Selon le quotidien britannique The Guardian, les renseignements américains collectent chaque jour la totalité des données téléphoniques d’un des plus gros opérateurs américains. Le président Obama a pourtant toujours critiqué ce genre de pratiques, héritées des années Bush dans le cadre de la lutte antiterroriste.
Après l’affaire du fisc américain accusé de manipulation politique, celle de l’espionnage de journalistes de l’agence AP et de Fox News par Washington, un autre scandale vient entraver le second mandat de Barack Obama. Le quotidien britannique The Guardian révèle un document top secret qui prouve que Verizon, l’un des plus gros opérateurs téléphoniques américains, livre chaque jour les données téléphoniques de millions d’abonnés à l’Agence nationale de sécurité (NSA), qui fait partie du renseignement américain. Et ce, sans aucune distinction, que les abonnés «soient ou non soupçonnés d’un quelconque méfait».
Verizon fournit ainsi les informations sur «tous les appels téléphoniques de son système, passés à l’intérieur des États-Unis et entre les États-Unis et d’autres pays», selon l’ordonnance d’un tribunal fédéral, citée par le Guardian. Ce texte daté du 25 avril – soit un peu plus d’une semaine après les attentats de Boston – autorise le gouvernement à obtenir ces données pendant trois mois.
Des informations sur le numéro de téléphone, la date, la durée et la localisation de l’appel
Un porte-parole d’Obama, Josh Earnest, a justifié jeudi la pratique, indiquant que le président était déterminé à utiliser tous les outils nécessaires contre le terrorisme. De son côté, le ministre de la Justice a annoncé que le Congrès était au courant de ce programme, mais qu’il n’en parlerait pas publiquement. Un haut responsable, sous couvert de l’anonymat, a expliqué que l’ordonnance «ne permet pas au gouvernement d’écouter les conversations téléphoniques de quelqu’un» et ne porte pas sur «le contenu des communications ou le nom des abonnés». Il s’agit de récolter des «métadonnées», comme le numéro de téléphone, la date, la durée et la localisation de l’appel.

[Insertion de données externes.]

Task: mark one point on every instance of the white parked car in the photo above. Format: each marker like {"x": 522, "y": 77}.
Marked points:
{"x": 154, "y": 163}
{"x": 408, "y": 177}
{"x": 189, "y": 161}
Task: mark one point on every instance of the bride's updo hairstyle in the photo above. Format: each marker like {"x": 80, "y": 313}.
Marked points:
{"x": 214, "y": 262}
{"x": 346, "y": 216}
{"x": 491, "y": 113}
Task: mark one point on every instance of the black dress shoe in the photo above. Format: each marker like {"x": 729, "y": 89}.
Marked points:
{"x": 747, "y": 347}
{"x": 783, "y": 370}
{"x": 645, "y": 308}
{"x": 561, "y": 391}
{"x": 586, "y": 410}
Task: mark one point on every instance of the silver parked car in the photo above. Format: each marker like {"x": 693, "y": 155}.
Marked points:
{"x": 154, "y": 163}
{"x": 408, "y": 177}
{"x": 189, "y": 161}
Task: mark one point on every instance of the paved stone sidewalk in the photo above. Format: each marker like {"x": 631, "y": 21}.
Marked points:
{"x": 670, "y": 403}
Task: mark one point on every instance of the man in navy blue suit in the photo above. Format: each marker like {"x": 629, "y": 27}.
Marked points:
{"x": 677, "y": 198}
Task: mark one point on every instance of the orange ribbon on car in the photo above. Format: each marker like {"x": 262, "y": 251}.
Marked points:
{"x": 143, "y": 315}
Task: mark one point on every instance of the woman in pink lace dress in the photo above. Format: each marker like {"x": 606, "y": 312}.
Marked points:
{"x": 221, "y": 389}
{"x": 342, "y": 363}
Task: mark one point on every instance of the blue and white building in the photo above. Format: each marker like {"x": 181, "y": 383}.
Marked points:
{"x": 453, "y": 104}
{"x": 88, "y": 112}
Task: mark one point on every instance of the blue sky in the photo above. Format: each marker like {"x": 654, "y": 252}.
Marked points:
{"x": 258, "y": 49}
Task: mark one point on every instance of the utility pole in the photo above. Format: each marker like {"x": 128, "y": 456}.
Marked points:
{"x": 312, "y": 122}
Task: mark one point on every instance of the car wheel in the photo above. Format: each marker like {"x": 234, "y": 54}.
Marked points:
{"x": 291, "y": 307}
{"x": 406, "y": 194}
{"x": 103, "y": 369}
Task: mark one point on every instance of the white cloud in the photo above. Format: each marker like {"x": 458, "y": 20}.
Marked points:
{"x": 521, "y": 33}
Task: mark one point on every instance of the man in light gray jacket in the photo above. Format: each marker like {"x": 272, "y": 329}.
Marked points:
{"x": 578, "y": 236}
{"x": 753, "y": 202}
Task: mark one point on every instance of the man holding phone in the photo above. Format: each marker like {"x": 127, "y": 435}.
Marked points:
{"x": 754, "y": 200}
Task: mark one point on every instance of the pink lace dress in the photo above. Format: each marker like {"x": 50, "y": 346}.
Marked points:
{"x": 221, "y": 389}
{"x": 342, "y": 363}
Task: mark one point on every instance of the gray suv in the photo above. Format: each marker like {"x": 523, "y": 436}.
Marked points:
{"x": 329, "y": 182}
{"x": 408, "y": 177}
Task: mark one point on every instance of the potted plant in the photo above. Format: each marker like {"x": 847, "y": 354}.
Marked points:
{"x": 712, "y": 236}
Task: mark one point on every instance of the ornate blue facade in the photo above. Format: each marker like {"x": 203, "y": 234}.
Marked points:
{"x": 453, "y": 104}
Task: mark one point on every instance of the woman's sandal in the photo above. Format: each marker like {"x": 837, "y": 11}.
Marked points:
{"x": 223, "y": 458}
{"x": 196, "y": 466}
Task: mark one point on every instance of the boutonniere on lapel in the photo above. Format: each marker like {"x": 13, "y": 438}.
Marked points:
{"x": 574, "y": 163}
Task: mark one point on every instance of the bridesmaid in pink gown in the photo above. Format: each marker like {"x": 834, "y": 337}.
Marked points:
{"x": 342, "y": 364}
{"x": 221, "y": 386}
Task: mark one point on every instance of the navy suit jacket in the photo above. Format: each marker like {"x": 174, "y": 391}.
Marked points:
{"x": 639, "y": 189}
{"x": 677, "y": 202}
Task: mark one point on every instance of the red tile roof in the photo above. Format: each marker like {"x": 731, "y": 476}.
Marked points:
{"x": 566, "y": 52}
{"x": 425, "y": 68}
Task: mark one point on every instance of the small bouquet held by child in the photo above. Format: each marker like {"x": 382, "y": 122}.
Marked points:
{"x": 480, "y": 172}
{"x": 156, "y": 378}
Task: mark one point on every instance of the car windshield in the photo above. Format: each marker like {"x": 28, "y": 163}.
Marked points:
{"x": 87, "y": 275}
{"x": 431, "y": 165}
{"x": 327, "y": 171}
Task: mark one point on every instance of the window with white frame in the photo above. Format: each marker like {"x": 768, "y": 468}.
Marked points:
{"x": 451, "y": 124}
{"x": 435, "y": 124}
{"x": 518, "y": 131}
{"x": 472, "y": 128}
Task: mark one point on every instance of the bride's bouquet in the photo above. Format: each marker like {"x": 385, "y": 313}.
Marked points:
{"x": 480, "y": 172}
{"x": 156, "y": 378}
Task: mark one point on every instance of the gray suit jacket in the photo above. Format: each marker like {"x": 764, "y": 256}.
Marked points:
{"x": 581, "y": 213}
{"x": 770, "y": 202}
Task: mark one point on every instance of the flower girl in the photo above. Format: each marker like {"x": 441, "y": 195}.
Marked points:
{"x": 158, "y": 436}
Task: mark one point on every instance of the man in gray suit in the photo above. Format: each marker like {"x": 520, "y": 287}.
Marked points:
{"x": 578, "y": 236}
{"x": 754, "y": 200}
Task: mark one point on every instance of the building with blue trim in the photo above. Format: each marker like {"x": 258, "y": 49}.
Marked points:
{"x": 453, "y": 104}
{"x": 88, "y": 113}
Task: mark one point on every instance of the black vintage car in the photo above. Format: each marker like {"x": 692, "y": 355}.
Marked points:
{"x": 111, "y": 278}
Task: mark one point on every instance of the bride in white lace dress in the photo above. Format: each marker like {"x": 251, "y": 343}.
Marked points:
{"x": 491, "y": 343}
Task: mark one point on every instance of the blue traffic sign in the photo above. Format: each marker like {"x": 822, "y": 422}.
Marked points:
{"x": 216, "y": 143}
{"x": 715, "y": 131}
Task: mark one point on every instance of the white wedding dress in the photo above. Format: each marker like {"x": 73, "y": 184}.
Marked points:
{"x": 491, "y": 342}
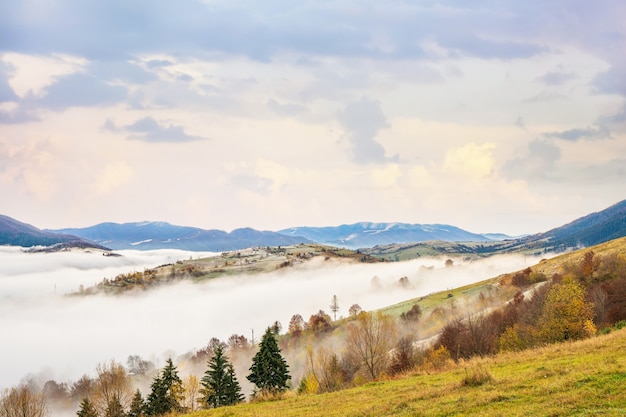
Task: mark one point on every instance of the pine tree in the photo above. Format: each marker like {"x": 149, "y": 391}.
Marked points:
{"x": 167, "y": 392}
{"x": 219, "y": 384}
{"x": 269, "y": 370}
{"x": 137, "y": 406}
{"x": 86, "y": 409}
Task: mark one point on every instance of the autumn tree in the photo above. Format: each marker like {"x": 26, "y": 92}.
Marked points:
{"x": 86, "y": 409}
{"x": 296, "y": 325}
{"x": 566, "y": 315}
{"x": 219, "y": 383}
{"x": 319, "y": 322}
{"x": 114, "y": 408}
{"x": 269, "y": 371}
{"x": 354, "y": 310}
{"x": 192, "y": 389}
{"x": 413, "y": 315}
{"x": 370, "y": 338}
{"x": 324, "y": 367}
{"x": 111, "y": 382}
{"x": 334, "y": 307}
{"x": 22, "y": 402}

Ce genre de pratique n’est pas nouveau: en 2006, la presse américaine avait déjà pointé du doigt les mêmes agissements au sein de l’Administration de George W. Bush, qui justifiait ses actes par la loi «Patriot act», adoptée au lendemain des attentats du 11 septembre 2001. Mais comme le souligne The Guardian, «jusqu’à maintenant, il n’y avait pas eu d’informations selon lesquelles le gouvernement Obama aurait mis en place un tel programme». Car l’actuel président a toujours affirmé vouloir se démarquer de la façon controversée dont son prédécesseur gérait la lutte antiterroriste, en revendiquant davantage de transparence. Le site américain The Huffington Post a d’ailleurs déterré une chronique datant de 2008, écrite par Obama à l’époque où il était seulement candidat à la présidentielle. Il appelait alors à une «revue totale des programmes de surveillance» «pour préserver les libertés civiles» et éviter les «abus futurs».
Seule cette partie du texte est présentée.